The vast majority of Corsicans agree with Vincente. They don’t want their rugged island to be spoilt by super hotels or holiday homes that only affluent foreigners can afford. They don’t want developers to buy up land and knock down trees. They want their island to stay as it is, as they’ve always known it.
"You can wander around without bumping into anyone," Vincente explained. "You can climb the mountains, you can have a swim. It’s real freedom here. We want it to stay as natural as possible, and we want to access the nature without paying for it."
I suppose it's easier to understand the bombing of empty properties than it is the assassinations of public figures. I found myself wondering, 'If it weren't for the violence, would this place have already turned into the next Ibiza or Zante – a picturesque island destroyed by marauding Brits abroad?'
But there is a darker side. I was told a story about a Corsican-Algerian rapper who posted a video of one of his songs on YouTube. He included an Algerian flag in the video. The next week, his car was blown up. Muslim prayer rooms have also been firebombed, simply for being Muslim prayer rooms. Though, once again, it's hard finding anyone who will condemn such acts.
In a café in the main town of Ajaccio, we had arranged to meet a Corsican police officer. He was dressed in jeans and a sleek black leather jacket. "An Arab bar is blown up. I’m not justifying it, but these bars can be very noisy, and ‘special’ things can happen there," he said, keeping coy about his definition of "special". He continued: "When the state doesn’t give us enough resources, Corsican people tend to take things into their own hands."
To be honest, despite his little caveat, it sounded exactly like he was justifying the attack. He certainly didn't condemn it. This cop was obviously a Corsican first and a police officer second.
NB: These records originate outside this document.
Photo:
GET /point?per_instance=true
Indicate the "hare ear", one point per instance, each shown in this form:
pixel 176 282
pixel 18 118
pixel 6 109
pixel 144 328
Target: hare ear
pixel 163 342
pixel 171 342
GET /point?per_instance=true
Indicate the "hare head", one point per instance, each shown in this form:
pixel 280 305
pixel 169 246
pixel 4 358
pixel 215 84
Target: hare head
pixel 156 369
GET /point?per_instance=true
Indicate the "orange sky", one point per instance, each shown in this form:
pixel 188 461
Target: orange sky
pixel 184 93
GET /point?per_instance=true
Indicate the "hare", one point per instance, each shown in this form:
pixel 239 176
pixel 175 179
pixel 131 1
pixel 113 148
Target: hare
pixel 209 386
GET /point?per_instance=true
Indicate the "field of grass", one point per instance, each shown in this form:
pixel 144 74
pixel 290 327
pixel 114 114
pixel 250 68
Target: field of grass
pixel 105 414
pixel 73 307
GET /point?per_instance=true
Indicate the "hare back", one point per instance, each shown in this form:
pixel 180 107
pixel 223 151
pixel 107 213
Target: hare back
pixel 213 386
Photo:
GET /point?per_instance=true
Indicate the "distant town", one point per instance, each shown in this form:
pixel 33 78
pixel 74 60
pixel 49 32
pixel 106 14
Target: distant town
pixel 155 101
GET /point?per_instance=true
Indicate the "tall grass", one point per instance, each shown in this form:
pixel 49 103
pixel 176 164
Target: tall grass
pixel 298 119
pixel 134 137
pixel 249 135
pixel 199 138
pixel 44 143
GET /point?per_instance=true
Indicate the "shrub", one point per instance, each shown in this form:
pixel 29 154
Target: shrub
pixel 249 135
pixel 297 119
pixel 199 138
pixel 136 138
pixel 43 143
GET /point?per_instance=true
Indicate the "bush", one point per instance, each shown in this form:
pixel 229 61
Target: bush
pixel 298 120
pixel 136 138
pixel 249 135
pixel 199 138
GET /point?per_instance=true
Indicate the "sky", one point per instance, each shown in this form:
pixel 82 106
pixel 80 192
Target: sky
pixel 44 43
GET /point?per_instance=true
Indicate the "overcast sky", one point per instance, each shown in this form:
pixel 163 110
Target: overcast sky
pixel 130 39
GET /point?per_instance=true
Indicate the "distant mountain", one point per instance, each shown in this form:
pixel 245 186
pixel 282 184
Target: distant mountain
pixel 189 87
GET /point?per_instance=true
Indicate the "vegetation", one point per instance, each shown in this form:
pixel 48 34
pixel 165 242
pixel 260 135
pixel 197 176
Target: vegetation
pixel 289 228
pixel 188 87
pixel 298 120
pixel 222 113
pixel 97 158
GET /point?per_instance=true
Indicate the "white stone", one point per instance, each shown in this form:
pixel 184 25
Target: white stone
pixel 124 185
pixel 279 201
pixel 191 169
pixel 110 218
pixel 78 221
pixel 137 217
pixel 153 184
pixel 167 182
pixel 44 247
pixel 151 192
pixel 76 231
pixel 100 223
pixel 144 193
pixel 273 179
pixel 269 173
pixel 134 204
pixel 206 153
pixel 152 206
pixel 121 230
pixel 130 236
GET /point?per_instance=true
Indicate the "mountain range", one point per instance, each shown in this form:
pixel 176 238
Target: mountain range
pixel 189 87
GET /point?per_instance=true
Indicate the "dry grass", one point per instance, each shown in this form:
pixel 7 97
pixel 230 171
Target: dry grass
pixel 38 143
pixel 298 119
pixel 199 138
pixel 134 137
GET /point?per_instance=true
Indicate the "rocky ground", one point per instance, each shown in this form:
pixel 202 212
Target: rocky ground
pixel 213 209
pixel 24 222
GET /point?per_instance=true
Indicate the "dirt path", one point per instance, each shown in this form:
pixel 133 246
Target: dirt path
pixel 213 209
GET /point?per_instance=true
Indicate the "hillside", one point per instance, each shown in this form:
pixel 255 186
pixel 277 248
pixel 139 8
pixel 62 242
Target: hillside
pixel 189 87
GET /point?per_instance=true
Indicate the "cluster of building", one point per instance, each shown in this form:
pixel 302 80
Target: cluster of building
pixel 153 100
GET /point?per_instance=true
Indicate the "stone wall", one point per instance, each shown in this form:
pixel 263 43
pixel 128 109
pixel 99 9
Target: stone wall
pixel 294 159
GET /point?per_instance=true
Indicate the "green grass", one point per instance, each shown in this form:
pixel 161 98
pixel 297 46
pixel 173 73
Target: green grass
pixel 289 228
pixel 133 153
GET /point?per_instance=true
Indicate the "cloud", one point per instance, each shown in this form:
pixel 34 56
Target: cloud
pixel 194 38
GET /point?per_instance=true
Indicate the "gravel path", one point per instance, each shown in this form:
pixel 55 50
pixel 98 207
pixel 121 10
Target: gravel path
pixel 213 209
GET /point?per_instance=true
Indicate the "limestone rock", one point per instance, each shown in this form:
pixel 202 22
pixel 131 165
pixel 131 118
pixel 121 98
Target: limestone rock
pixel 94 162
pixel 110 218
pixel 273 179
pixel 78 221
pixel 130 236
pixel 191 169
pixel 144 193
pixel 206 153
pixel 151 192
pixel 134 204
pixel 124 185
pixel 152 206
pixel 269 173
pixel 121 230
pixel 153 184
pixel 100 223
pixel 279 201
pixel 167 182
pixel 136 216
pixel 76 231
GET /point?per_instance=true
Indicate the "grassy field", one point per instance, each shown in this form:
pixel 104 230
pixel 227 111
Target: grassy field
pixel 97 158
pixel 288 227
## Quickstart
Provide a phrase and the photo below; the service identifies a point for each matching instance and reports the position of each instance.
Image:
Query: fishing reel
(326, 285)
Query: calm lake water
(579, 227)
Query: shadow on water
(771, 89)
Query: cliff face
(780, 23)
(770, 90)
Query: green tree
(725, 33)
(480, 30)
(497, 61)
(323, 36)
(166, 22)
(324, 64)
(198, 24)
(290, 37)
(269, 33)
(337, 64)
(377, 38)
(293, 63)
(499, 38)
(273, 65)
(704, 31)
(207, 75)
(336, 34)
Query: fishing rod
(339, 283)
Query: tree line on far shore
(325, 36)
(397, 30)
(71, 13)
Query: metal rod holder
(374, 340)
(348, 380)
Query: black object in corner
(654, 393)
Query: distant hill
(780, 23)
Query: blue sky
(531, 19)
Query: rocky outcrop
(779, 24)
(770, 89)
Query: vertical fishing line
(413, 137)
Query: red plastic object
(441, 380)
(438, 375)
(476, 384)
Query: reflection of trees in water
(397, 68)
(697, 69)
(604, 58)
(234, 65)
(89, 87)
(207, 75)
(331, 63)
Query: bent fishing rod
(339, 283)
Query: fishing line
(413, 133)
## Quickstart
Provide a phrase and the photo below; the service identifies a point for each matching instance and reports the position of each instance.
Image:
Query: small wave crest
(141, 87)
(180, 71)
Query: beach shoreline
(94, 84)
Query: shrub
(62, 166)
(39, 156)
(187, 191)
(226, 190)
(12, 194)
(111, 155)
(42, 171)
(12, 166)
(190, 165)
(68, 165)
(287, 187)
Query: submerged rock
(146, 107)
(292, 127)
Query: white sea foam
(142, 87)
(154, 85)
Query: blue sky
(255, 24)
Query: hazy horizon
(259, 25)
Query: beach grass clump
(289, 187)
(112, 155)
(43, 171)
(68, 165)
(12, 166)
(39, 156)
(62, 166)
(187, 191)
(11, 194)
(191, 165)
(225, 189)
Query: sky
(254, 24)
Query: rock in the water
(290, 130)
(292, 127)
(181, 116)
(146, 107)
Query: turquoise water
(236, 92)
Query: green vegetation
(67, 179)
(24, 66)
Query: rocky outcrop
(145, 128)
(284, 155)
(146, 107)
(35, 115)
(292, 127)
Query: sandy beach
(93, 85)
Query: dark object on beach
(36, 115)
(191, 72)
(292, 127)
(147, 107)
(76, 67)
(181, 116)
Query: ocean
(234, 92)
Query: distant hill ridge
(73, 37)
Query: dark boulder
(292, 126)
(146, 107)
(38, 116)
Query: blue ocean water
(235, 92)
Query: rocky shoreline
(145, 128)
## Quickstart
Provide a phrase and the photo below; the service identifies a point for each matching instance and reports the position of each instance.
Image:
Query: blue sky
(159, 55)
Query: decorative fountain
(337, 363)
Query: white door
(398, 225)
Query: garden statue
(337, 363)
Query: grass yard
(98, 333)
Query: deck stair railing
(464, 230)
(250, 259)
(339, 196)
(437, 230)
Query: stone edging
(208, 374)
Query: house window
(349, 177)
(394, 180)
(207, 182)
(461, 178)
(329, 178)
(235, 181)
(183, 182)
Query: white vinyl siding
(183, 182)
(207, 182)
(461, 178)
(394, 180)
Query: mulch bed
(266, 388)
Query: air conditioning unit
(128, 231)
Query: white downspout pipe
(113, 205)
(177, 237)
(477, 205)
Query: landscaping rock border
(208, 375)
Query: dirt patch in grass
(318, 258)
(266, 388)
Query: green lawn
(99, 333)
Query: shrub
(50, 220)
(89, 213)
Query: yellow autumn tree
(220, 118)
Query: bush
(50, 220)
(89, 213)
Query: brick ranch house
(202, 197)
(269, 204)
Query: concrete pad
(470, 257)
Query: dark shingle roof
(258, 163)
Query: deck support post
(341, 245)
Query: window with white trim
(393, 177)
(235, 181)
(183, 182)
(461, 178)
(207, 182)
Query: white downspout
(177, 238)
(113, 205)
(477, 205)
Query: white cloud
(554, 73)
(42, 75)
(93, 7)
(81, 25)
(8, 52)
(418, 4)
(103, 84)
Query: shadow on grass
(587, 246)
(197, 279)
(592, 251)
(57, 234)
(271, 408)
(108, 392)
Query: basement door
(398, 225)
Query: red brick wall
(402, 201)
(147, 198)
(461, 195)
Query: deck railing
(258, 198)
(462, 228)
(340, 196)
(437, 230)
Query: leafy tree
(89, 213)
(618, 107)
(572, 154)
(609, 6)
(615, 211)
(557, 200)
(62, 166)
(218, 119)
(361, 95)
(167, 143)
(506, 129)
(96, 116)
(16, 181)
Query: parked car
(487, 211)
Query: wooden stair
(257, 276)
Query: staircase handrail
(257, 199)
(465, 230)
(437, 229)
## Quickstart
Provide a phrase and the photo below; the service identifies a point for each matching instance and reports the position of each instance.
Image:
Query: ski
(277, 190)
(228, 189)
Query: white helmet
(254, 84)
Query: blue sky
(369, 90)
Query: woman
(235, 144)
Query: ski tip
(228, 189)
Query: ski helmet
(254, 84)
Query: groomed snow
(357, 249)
The whole island was increasingly beginning to resemble the pagan Scottish isle where The Wicker Man was filmed, or the kind of secretive elite community that JG Ballard wrote about in Super-Cannes and Cocaine Nights. Virtually everyone, including the authorities, seemed to be in on it. Hardly anyone would condemn the killings or the bombings, and some openly supported the violence.
I never found out who killed Sollacaro and Nasser. In truth, it's highly likely that their killers will never be found. But I did fall in love with Corsica – apart from the racism, of course. There’s a special kind of pride here. Despite their reluctance to become overrun by tourists, they're welcoming to outsiders. It’s a place where old men will welcome you into their homes and drink with you and ask you about where you’re from and what your home is like. Just don’t disrespect them or their culture, or you could walk back to your car to find it up in flames.